It is sad that we get so used to the world that we fail to recognize how bewildering and even unreasonable, at times, everything is.

A Treatise on Thinking and Problem Solving

Now, to give a preface, let me state this as clearly as possible. I am neither a mathematician nor a computer scientist and nor can I consider myself a philosopher. I am just a young guy with a laptop and a lot of time. However, I indeed love each of those fields, and given that thinking is not a monopoly of the old and experienced — I decided to explore as much as I can into two questions that have been grappling my mind for quite some time.

The two questions are:

  1. Do mathematicians, physicists and computer scientists approach a given problem differently? Is mathematical thinking different from algorithmic thinking? I love the word algorithmic rather than computational because the latter presents an erroneous scope of considering computational thinking an equivalent of thinking/working as a computer.
  2. Are some really generalizable heuristics that can be used or applied to any formal problem?

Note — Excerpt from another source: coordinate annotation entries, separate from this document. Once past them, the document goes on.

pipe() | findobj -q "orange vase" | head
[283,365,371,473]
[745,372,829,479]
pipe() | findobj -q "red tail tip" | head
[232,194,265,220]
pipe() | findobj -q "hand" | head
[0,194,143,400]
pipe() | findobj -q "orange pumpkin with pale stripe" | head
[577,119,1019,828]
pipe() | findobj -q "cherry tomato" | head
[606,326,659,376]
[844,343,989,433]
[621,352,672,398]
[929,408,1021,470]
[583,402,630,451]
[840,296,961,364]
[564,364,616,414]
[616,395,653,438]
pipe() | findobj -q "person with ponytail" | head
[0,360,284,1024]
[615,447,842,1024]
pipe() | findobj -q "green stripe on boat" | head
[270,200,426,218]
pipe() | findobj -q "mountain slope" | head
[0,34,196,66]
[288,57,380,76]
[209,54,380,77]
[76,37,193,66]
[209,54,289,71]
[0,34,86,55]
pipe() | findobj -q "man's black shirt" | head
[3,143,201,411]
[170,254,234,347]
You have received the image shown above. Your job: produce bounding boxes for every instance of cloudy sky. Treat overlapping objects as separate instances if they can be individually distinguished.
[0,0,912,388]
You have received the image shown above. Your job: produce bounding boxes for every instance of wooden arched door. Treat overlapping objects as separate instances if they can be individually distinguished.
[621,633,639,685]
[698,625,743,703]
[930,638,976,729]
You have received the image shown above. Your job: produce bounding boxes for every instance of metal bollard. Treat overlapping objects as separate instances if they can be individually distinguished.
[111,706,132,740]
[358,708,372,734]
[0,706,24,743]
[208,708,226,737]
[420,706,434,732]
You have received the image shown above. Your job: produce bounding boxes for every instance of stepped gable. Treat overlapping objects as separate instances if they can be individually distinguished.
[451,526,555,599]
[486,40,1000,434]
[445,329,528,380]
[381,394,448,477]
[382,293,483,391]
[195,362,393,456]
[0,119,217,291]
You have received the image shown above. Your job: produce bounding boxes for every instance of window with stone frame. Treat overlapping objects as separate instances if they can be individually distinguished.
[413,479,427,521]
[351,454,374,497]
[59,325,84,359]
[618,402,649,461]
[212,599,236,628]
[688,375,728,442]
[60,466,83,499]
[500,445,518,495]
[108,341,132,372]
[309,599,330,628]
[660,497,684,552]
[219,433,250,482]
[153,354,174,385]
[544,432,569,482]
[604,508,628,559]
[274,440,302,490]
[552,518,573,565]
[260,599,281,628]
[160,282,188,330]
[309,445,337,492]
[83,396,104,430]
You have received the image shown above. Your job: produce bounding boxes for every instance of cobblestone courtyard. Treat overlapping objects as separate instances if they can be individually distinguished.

Both of the questions are very dear to my heart, and I will try my best to put forward several ideas I have come across and as they have been filtered and modified by my own point of view.

Mathematical Thinking and Algorithmic Thinking

Mathematical Thinking and Algorithmic Thinking have a lot in common. It shall be easier to first define what we consider Mathematical Thinking to be and what it means to be a mathematician.

Mathematical Thinking

Mathematical Thinking involves the skills of modeling a given problem formally and rigorously arguing about the formal statement.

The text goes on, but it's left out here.